Mike Bongiorno, un pezzo della nostra storia


 

 

 

Pubblicato su 2duerighe l’11/09/2009

 

di Salvo Longo

 

 

Avrei potuto scrivere questo pezzo il giorno stesso della scomparsa di Mike Bongiorno. Ho preferito non farlo perché sicuramente la penna avrebbe seguito il dettato delle emozioni e sarei potuto cadere in qualche tranello tirato dalla retorica. Scrivo adesso, a tre giorni dalla morte del presentatore televisivo, perché comunque non posso esimermi. Nessuno me lo impone, intendiamoci, ma sento il bisogno di esternare quello che la triste notizia ha comportato per un uomo alle soglie dei 40 anni.

Mike Bongiorno, pioniere della nostra televisione, grande comunicatore, autore e conduttore di trasmissioni leggendarie che rapivano l’Italia intera e la incollavano davanti al piccolo schermo, non c’è più.
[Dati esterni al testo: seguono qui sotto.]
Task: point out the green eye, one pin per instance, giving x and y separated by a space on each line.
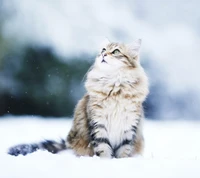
103 50
116 51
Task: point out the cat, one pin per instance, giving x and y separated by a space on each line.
108 119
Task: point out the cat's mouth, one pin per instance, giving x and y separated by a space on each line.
103 61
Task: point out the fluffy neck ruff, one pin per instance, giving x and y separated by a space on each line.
125 82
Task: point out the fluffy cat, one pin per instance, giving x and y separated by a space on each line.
108 119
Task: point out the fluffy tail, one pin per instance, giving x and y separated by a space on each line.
49 145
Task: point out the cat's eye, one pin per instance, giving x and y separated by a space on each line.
116 51
103 50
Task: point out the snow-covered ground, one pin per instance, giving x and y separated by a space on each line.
172 150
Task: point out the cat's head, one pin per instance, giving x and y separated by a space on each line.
117 55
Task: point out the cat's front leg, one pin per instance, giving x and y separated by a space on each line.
99 140
126 147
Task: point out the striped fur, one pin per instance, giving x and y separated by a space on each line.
108 119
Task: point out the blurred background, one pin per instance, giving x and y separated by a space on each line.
46 47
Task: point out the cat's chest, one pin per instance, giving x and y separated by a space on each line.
118 118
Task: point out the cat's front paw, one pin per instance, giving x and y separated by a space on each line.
22 149
103 151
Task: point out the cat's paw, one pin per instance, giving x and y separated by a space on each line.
22 149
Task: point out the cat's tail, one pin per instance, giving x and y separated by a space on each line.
49 145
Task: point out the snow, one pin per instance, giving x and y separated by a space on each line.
172 150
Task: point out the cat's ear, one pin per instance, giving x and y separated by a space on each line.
104 43
135 46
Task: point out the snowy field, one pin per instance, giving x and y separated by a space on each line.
172 150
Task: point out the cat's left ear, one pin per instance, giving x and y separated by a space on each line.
135 46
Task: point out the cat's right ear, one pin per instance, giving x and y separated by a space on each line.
104 43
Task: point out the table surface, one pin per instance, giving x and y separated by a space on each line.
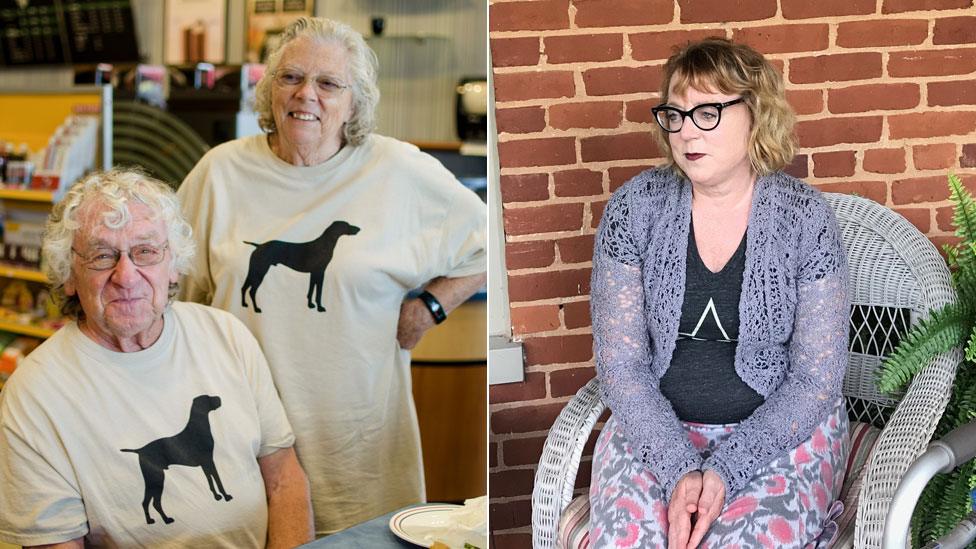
374 533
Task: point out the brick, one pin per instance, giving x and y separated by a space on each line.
553 151
805 101
576 314
522 451
709 11
620 80
583 47
871 97
619 176
919 189
785 38
640 110
804 9
523 86
536 15
618 13
510 514
558 349
932 63
931 124
524 419
567 382
535 286
954 30
508 540
957 92
543 219
520 120
651 46
529 254
625 146
968 158
511 482
597 209
831 131
515 52
884 160
883 32
874 190
533 387
934 157
799 167
900 6
578 183
576 249
834 164
835 67
524 188
602 114
920 217
534 319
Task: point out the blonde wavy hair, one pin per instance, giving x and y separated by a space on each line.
718 64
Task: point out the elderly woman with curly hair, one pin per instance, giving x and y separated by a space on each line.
313 234
720 314
94 421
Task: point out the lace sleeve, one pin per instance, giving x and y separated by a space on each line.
623 353
818 358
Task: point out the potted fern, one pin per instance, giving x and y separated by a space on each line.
947 499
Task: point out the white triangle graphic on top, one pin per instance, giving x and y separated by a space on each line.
710 307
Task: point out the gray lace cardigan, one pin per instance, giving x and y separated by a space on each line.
794 315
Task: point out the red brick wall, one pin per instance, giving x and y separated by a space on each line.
885 91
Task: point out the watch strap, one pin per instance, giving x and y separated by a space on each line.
434 306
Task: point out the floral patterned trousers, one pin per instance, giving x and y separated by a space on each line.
791 502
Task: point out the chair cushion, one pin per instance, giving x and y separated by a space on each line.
574 523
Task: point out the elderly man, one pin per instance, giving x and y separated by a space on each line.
142 422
E’ andato via all’età di 85 anni dopo aver vissuto una vita straordinaria.

Nato a New York, si trasferì presto in Italia, dopo che la grande crisi del 1929 mise in ginocchio gli affari di famiglia. Durante la seconda guerra mondiale partecipò alla Resistenza, caduto prigioniero fu più volte sul punto di essere fucilato dai tedeschi. Compagno di galera di Indro Montanelli, conobbe anche gli orrori dei campi di concentramento. Liberato grazie ad uno scambio di prigionieri, Mike Bongiorno tornò alla vita normale nel Belpaese. 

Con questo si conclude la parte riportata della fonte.